Soul-searching in China


China's roads are among the world's most dangerous, with traffic laws and safety widely flouted, as almost 70,000 people died in road accidents in 2009, or around 190 fatalities a day, according to police statistics.



As people in Foshan, China, promised to wage war on indifference, police there have arrested two drivers for the hit-and-run death of a toddler that sparked national outcry and a wave of soul-searching over unwillingness to help strangers.

Hong Kong's South China Morning Post reports that thousands marched in the city of Guangzhou, with a smaller gathering in nearby Foshan city, where toddler Wang Yue, better known as "Yue Yue," died several days after the hit-and-run incident a week ago. The girl, who wandered away from her parents near their shop, was struck twice by a van then left bleeding in the street as 18 people passed her by and did nothing. In the end, a garbage collector saw the girl and called for help, moving her out of the road where she had been hit by a second car. The entire horrifying scene was captured on security cameras and the video has started a nationwide discussion about Chinese people's reluctance to help strangers, or assist in emergencies.

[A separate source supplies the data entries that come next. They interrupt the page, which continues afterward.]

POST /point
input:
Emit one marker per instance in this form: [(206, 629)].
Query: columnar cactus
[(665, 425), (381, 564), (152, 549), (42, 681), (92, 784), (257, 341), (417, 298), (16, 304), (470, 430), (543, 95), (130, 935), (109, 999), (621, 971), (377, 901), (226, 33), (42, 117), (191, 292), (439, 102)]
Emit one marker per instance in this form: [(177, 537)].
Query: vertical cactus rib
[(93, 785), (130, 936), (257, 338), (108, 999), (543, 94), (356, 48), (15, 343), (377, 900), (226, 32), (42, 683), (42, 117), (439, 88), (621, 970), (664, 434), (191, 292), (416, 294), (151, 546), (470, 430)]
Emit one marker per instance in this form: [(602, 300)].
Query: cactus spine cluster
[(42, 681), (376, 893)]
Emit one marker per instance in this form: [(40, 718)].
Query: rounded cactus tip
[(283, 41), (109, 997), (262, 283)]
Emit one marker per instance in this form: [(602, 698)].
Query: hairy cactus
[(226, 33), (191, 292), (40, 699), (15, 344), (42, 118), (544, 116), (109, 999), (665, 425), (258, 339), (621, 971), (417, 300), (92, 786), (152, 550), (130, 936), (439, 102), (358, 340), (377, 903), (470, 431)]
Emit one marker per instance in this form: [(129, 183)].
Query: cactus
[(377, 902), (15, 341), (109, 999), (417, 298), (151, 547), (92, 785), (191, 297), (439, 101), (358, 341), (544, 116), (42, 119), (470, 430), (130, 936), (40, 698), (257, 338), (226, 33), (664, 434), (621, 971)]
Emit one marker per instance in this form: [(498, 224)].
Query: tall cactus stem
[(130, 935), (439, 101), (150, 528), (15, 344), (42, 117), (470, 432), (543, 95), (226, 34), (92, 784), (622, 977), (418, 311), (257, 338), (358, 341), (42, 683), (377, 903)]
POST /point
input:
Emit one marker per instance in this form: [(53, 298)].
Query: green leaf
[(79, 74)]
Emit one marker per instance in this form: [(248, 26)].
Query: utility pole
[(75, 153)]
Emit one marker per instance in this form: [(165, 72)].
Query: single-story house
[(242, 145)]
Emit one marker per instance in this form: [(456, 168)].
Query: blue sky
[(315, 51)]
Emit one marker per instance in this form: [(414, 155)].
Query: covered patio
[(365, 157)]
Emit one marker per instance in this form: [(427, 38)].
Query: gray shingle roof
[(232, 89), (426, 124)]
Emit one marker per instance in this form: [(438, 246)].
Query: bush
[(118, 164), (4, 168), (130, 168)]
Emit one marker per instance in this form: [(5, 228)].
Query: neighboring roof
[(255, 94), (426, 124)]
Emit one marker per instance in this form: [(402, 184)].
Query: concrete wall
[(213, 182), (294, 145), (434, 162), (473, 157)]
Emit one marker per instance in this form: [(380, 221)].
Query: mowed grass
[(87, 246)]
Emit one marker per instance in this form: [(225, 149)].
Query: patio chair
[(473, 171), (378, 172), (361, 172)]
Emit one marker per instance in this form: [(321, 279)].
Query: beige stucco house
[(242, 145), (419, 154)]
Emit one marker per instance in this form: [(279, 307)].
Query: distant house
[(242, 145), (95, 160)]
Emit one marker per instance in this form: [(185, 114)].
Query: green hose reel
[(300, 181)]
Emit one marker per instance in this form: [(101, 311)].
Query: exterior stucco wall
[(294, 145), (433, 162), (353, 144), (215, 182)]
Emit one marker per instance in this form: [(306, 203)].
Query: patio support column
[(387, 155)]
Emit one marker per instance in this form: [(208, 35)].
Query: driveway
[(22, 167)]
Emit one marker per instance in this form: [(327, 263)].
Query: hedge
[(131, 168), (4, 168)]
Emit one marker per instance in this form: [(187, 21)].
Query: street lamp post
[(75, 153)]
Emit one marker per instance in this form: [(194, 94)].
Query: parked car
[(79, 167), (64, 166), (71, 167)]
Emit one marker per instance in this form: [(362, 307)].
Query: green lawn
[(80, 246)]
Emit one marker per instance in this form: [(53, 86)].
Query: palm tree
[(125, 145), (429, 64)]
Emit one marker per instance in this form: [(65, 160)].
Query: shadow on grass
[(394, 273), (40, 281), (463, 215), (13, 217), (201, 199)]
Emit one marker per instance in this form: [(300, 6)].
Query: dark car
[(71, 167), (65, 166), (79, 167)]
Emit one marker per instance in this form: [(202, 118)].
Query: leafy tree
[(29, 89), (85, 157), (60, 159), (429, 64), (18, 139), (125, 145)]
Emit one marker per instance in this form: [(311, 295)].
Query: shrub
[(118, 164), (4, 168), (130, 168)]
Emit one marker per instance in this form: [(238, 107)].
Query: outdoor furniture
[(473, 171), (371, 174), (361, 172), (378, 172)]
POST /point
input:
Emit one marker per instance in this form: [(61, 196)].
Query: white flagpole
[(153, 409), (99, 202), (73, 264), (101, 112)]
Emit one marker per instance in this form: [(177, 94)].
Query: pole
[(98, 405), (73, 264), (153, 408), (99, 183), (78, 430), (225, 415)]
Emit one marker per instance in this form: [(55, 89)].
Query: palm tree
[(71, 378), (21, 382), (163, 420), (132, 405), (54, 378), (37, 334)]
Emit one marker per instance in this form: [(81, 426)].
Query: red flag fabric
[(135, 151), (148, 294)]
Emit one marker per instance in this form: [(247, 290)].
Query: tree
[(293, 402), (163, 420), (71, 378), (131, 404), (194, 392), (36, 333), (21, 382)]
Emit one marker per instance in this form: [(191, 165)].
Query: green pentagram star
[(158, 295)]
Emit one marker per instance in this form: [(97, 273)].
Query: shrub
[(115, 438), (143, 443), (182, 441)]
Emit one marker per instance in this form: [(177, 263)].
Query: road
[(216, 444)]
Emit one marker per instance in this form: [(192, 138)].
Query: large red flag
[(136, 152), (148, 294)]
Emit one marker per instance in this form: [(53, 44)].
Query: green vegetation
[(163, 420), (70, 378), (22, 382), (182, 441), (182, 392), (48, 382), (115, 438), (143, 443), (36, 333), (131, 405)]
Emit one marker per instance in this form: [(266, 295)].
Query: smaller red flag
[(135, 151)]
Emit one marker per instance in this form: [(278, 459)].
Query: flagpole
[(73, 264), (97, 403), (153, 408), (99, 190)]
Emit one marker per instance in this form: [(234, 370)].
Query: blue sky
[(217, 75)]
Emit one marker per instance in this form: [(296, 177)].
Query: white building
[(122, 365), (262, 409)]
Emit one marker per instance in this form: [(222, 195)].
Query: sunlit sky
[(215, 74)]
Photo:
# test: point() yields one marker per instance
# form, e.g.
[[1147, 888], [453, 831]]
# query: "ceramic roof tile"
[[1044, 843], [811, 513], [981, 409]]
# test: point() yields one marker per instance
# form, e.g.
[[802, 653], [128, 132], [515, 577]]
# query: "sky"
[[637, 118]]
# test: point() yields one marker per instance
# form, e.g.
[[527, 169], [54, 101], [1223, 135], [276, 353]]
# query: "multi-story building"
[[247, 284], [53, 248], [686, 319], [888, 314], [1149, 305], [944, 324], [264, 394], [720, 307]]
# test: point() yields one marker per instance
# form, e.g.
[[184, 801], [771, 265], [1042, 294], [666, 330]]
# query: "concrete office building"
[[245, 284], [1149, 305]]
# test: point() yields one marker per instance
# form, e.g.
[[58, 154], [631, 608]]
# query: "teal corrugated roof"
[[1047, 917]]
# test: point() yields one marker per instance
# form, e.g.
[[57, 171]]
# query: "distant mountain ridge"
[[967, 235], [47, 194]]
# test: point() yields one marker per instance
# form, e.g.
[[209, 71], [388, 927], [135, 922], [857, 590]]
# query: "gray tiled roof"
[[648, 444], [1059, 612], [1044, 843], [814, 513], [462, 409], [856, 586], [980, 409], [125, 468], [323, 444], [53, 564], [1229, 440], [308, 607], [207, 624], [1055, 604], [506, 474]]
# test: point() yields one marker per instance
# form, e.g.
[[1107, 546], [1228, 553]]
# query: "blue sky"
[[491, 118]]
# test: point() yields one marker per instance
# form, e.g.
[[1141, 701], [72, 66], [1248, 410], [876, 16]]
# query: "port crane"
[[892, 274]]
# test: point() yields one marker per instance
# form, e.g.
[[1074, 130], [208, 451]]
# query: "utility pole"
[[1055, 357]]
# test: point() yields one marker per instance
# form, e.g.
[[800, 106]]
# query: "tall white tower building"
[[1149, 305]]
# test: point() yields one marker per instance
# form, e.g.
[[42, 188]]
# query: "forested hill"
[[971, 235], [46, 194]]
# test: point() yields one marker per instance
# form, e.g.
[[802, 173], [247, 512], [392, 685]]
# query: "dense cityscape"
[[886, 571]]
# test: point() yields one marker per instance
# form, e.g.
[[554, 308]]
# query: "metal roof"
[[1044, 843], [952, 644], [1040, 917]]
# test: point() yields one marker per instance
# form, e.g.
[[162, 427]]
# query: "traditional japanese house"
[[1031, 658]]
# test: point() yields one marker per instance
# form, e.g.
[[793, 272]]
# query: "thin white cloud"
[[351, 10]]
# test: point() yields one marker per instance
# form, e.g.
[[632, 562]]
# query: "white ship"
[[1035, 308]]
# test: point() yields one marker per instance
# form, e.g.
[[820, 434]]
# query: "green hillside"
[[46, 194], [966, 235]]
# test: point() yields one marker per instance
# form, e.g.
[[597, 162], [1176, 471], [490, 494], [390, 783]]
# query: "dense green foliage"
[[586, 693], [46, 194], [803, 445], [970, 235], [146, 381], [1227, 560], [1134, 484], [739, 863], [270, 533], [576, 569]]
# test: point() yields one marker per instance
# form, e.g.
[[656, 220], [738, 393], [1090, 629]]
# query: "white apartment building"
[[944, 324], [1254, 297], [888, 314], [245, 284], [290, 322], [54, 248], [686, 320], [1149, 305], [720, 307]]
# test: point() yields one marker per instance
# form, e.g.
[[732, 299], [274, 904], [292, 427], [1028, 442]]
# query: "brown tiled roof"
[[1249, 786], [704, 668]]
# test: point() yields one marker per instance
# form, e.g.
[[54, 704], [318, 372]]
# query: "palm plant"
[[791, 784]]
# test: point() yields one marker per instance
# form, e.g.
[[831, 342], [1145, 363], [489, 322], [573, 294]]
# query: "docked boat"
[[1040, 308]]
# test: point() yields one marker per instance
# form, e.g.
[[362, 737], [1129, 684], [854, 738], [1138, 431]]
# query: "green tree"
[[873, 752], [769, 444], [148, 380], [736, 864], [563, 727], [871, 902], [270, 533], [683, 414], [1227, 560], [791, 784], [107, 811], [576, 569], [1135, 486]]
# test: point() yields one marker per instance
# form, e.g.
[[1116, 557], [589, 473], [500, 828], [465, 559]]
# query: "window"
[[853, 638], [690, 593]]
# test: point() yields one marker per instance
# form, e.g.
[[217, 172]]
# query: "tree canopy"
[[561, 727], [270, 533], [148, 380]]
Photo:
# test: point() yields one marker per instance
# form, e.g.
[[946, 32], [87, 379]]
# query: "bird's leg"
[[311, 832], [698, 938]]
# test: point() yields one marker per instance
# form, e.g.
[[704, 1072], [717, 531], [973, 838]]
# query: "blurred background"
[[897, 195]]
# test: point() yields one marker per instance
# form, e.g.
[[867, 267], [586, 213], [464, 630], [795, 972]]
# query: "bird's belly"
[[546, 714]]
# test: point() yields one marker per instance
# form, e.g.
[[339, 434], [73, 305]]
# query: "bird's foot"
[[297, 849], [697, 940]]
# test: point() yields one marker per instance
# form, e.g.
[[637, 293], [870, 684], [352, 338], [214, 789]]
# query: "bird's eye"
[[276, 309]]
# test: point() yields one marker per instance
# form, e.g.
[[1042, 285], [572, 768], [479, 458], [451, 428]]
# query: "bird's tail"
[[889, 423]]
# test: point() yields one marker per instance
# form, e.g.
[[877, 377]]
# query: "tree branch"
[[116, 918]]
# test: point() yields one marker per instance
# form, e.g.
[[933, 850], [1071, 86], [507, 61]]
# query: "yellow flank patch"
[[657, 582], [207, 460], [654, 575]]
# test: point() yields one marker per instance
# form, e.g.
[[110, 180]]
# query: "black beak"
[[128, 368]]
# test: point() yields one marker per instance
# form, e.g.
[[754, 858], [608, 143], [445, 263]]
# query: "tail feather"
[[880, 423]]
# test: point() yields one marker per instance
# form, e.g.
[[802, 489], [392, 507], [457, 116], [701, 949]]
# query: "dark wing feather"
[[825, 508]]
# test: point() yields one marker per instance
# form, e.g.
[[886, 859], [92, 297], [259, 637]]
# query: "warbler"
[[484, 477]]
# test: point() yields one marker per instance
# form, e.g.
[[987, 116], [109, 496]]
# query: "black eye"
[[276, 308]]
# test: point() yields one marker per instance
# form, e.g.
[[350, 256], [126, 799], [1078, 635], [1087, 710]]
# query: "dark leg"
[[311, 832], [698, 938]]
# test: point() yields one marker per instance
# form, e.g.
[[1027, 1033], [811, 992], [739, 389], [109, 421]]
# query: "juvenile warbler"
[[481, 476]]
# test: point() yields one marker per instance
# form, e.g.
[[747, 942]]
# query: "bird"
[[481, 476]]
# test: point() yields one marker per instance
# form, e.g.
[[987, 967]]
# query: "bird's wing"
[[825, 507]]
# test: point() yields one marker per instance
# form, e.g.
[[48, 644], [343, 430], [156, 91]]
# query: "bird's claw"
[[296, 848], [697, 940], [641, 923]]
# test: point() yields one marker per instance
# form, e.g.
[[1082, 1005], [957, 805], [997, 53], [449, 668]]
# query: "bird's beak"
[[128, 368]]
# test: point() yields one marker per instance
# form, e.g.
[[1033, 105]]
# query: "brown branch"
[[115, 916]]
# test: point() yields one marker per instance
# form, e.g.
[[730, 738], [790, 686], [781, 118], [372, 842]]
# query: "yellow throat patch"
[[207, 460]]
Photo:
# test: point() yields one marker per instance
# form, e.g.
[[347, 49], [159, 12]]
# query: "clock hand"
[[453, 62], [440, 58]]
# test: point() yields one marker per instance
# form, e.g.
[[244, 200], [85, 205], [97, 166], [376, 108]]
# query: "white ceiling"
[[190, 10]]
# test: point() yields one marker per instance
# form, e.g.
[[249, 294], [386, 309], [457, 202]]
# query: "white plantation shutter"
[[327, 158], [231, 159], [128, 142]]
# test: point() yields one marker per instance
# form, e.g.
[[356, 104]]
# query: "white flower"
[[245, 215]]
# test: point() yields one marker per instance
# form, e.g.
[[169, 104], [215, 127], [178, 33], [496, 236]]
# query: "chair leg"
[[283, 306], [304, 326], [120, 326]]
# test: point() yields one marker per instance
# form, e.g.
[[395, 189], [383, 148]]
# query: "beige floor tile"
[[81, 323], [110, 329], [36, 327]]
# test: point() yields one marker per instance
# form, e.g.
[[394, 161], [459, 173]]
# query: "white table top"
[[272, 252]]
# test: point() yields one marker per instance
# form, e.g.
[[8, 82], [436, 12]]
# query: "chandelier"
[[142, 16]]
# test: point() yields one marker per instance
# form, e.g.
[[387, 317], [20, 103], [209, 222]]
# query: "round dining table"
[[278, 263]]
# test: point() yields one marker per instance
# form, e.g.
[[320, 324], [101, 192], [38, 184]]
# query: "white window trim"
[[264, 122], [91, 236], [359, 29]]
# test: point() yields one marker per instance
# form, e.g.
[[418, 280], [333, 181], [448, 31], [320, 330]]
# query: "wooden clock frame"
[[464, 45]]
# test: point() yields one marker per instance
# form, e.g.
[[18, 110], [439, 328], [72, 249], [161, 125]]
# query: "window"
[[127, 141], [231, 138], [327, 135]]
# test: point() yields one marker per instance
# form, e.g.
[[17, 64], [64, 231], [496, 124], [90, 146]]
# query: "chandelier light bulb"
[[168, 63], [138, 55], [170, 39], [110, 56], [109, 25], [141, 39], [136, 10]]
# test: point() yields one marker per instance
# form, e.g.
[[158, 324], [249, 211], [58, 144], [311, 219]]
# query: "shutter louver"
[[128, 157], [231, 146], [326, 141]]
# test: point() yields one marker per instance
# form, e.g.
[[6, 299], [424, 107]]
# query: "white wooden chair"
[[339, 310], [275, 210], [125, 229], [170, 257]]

Some blame the government system of repression, others a faulty court system that can assign guilt and financial responsibility to good Samaritans. Still others say China's relentless pursuit of wealth has simply created a mean society.

In a column for the Guardian on Saturday, Chinese author Zhang Lijia said the answer is complex and the situation was created by a combination of factors.

"To drag China out of its moral crisis will be a long battle," wrote Zhang. "The pressing question is how to make people act in cases of emergency and the solution is law."